Estrella Morente en el Cervantes

Un patrimonio sonoro en su mayor fidelidad

  • Estrella Morente llena el Teatro Cervantes con su tributo a la copla

Estrella Morente, este martes, durante su concierto en el Cervantes.

Estrella Morente, este martes, durante su concierto en el Cervantes. / Migue Fernández / Teatro Cervantes

Tamizada en los últimos años a través del jazz, las músicas étnicas, el pop y otras muchas fuentes, la copla es hoy día objeto de una vigencia y una veneración por parte de un público no precisamente pequeño, por mucho que el canon de su repertorio, digamos, oficial, quedara cerrado hace ya bastante más de medio siglo. Seguramente en el diálogo de la copla con otras sonoridades de raíz, del que han sido tan culpables Carlos Cano como Martirio entre otros visionarios, se explica la vigencia de un género cuyo dramatismo trágico más puro parece conectar poco, de entrada, con las sentimentalidades heredadas de la postmodernidad (análisis aparte merecerían los talent shows televisivos que recientemente han enarbolado la bandera de la copla con un inusitado éxito de audiencia). He aquí, sin embargo, que Estrella Morente ha devuelto al género a donde muchos aficionados querían verlo de nuevo: al esplendor de orquesta y bata de cola, al poderío de abanico y teatralidad abrumadora, al territorio en el que la copla es una maquinaria expresiva de pasiones ardientes donde todo está a punto de echar humo. Su último disco, Coplas, recoge buena parte de este repertorio con ánimo respetuoso y a la vez reivindicativo; pero si la copla es esencialmente performance, había que comprobar en el escenario en qué medida hablamos de mero tributo o de una adscripción por derecho a la escuela más fidedigna y radical de la copla.

Así que la ocasión la pintaban calva este martes en un Teatro Cervantes lleno hasta los topes y dispuesto a dejarse conquistar por los aromas primigenios del género. Tras una laudatio enlatada en honor a la protagonista y a la misma copla, el telón dejó ver y oír una orquesta formada por una veintena larga de músicos, a la usanza más clásica, en perfecta afinación y disposición, bajo la dirección de José Enrique de la Vega (sustituido en algunos tramos por Camilo Irizo) que sonaba ya al compás de Madrina. Y allí que salió Estrella Morente, con una bata de cola azul cuyos adornos hacían honor a su nombre (el cambio de vestuario, en todo caso, fue un leitmotiv fundamental en el espectáculo), abanico en ristre y manos muy abiertas, bajo una escenografía sustentada en una iluminación proverbial y precisa. Tras semejante himno, el programa desgranó un generoso puñado de himnos incontestables: Antonio Vargas Heredia, Rocío y La niña de Puerta Oscura completaron ya el sortilegio y el imaginario más fiel (sí, cabe insistir: fidelidad es aquí la palabra mágica del cuento) se hizo presente, con un público entregado clavel en mano.

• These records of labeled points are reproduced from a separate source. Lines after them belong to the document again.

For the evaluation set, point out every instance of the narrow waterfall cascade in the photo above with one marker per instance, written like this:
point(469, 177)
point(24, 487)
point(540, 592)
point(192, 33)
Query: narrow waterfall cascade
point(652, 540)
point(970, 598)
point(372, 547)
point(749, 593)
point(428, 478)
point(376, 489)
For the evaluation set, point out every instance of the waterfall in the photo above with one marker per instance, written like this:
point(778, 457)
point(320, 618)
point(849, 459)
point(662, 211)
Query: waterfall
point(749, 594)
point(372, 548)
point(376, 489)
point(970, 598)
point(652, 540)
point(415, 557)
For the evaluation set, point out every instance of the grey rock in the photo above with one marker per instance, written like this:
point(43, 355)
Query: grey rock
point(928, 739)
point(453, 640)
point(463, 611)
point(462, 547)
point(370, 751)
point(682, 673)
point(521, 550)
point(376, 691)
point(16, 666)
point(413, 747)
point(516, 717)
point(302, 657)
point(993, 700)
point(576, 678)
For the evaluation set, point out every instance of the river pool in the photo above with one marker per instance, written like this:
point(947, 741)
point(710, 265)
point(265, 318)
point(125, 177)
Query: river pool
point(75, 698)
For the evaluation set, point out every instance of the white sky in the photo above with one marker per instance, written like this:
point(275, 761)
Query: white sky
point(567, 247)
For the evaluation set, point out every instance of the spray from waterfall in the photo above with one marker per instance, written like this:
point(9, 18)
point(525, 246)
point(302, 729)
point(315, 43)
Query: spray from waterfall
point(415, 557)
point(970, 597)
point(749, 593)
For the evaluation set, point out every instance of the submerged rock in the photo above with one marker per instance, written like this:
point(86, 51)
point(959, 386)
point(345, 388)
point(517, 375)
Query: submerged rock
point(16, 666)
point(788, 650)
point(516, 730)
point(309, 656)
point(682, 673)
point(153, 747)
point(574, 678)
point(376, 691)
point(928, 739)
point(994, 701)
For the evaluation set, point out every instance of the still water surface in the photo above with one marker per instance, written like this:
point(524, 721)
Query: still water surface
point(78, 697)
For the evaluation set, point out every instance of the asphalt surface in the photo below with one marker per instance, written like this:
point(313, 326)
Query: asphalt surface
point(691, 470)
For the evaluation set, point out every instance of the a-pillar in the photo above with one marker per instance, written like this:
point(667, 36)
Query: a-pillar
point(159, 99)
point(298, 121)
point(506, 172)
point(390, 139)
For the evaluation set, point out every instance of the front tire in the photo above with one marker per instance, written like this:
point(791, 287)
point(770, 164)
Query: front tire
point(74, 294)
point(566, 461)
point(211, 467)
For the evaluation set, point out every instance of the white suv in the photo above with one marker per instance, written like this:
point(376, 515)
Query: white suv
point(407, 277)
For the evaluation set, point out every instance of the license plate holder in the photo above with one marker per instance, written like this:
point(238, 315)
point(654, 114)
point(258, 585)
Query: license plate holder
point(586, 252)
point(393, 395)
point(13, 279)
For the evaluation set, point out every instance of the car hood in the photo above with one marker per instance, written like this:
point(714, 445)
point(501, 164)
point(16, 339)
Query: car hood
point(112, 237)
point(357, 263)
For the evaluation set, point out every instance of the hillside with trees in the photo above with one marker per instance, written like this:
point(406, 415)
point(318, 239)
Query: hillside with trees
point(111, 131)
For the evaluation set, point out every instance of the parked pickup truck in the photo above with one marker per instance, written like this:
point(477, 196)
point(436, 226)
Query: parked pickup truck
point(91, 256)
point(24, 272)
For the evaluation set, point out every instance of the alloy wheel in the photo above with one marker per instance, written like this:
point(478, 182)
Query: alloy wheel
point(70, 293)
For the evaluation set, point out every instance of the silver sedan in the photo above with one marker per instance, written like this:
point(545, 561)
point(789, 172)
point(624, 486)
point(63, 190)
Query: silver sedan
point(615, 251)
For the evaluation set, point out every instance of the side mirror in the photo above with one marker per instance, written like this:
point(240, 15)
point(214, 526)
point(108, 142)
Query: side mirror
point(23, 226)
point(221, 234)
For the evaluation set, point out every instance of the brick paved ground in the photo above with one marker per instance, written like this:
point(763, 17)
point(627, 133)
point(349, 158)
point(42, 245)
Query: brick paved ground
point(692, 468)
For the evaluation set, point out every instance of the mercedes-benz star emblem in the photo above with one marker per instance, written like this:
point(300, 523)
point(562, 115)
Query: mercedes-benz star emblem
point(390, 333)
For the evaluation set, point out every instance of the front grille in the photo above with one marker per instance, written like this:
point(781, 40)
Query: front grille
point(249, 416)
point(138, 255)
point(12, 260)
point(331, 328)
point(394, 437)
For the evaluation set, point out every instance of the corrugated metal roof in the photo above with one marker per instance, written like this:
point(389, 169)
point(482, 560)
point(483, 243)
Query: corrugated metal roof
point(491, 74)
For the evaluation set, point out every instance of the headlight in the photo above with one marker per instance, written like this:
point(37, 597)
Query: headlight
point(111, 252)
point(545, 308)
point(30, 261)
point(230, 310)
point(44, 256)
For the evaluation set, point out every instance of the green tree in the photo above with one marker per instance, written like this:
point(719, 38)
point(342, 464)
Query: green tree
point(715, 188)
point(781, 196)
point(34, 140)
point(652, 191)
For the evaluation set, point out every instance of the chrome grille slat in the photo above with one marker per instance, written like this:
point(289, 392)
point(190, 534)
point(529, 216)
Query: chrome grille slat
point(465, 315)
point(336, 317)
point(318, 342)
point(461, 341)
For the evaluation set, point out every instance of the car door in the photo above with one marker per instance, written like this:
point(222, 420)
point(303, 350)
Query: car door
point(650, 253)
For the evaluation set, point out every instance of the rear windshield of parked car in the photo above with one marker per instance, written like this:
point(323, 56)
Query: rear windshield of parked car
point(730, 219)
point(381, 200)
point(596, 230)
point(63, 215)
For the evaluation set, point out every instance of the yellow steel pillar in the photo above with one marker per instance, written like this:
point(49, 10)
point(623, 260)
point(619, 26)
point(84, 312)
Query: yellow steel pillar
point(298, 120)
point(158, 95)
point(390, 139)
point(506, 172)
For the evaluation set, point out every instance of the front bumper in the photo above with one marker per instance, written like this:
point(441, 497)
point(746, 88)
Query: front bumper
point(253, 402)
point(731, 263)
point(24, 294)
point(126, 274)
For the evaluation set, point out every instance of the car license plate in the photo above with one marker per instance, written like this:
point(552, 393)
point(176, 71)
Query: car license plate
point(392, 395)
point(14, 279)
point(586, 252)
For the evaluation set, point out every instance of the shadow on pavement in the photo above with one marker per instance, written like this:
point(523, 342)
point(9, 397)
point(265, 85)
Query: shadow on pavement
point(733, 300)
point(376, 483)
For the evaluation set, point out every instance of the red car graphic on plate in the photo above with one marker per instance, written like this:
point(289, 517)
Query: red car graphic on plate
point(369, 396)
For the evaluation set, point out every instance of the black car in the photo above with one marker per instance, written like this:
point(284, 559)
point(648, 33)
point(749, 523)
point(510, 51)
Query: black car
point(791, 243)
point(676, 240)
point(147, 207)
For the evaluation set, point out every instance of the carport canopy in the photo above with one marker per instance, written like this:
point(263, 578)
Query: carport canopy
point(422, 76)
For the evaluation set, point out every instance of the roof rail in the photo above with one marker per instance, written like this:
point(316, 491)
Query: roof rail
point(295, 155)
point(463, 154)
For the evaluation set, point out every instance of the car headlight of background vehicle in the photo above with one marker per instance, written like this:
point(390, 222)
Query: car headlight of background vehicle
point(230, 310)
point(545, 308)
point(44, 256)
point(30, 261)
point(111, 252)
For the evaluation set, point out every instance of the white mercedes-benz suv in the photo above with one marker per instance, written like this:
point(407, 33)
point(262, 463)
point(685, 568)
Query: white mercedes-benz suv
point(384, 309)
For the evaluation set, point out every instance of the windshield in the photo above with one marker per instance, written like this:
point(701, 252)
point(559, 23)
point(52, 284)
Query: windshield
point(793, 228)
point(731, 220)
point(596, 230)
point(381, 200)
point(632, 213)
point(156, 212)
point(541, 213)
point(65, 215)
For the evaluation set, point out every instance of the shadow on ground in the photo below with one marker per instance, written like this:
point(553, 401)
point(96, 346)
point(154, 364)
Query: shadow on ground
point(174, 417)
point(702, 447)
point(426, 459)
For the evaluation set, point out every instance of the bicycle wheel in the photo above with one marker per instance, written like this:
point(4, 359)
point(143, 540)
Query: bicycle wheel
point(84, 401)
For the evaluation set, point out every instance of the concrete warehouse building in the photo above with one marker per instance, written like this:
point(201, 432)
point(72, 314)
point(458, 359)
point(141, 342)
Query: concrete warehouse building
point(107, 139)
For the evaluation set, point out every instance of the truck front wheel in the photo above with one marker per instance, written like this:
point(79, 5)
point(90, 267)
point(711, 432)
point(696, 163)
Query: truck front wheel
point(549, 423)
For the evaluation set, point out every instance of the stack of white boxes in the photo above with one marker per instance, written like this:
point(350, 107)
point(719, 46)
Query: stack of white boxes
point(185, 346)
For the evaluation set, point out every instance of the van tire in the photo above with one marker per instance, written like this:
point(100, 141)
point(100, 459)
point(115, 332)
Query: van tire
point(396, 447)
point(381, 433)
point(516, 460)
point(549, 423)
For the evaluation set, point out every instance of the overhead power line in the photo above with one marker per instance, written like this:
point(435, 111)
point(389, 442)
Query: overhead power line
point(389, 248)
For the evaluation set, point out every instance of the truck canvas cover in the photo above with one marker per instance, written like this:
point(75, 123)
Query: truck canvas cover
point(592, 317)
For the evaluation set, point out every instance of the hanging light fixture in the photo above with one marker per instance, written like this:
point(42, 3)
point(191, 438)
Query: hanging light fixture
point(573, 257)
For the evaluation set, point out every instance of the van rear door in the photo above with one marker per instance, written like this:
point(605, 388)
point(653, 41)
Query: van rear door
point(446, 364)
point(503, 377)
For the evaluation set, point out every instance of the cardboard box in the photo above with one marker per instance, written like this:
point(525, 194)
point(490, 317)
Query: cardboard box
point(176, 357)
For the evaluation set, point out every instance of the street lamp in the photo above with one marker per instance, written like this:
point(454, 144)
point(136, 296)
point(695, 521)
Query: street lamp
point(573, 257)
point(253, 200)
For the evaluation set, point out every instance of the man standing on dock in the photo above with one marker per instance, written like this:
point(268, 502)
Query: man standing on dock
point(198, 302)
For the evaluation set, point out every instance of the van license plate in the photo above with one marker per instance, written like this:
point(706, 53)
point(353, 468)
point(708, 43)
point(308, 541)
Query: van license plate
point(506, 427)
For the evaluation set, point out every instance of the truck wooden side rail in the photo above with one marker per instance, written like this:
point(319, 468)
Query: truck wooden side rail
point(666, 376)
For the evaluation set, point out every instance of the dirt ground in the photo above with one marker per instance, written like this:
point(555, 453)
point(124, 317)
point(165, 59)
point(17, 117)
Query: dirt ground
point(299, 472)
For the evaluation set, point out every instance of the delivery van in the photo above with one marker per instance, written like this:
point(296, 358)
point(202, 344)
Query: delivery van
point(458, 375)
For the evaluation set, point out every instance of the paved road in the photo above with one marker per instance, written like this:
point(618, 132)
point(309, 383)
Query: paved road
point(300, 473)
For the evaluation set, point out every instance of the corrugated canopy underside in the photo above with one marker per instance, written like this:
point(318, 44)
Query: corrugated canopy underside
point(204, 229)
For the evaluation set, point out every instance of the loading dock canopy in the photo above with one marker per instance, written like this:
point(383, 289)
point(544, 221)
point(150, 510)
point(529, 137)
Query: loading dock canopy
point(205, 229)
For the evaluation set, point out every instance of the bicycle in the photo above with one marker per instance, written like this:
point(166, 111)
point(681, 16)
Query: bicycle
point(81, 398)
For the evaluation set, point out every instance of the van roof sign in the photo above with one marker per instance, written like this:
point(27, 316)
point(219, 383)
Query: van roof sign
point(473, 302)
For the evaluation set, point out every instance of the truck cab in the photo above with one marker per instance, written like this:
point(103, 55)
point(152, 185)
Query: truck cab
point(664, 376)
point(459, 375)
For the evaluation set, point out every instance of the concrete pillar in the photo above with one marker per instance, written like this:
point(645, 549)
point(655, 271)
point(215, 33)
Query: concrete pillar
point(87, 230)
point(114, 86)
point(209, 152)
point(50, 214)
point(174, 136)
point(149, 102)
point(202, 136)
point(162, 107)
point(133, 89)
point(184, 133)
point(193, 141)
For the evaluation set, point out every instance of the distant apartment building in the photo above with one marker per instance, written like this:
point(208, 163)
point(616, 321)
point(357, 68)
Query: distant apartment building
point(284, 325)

En su interpretación, Estrella Morente cuidó tanto lo musical como el arte dramático, poniendo alma, cuerpo y corazón a las historias de amores imposibles y anhelos envenenados. No ocultó, ciertamente, que su escuela es el flamenco, la misma que la de otras intérpretes históricas de la copla: en los melismas de Amante de abril y mayo había así toda una declaración de intenciones, y si a la hora de lidiar con el compás de la orquesta esta adscripción quedó también manifiesta en algunas dificultades (nada extraño, al cabo, en una artista vinculada desde hace tanto al toque de guitarra como arquitectura armónica), lo cierto es que el envite resultó mucho más que digno. Eso sí, para que no quedaran dudas, bien traspasado el hemisferio del concierto optó la cantante por un formato ya puramente flamenco, en sus formas y sus hechuras, dichos el cante y la copla en la silla y al toque. Seguramente ha encontrado Estrella Morente un camino a su medida en la copla brindada así, tanto en la mayor pureza de este patrimonio como a su manera. Y sólo cabe felicitarse y disfrutarlo.

Tras un brillante interludio instrumental en el que se proyectaron imágenes de grandes referentes de la copla, el repertorio prosiguió su derroche de joyas incontestables como El día que nací yo (seguramente el mejor momento de la noche), Triniá, Miedo, Yo soy esa, ¡Ay pena, penita! o Suspiros de España, además de algunos interludios de Turina para el mayor lucimiento de la orquesta. La copla quedó así restituida en su genio original, su fragor primero, pero hay aquí una puerta que se abre. Ahora corresponde comprobar a dónde.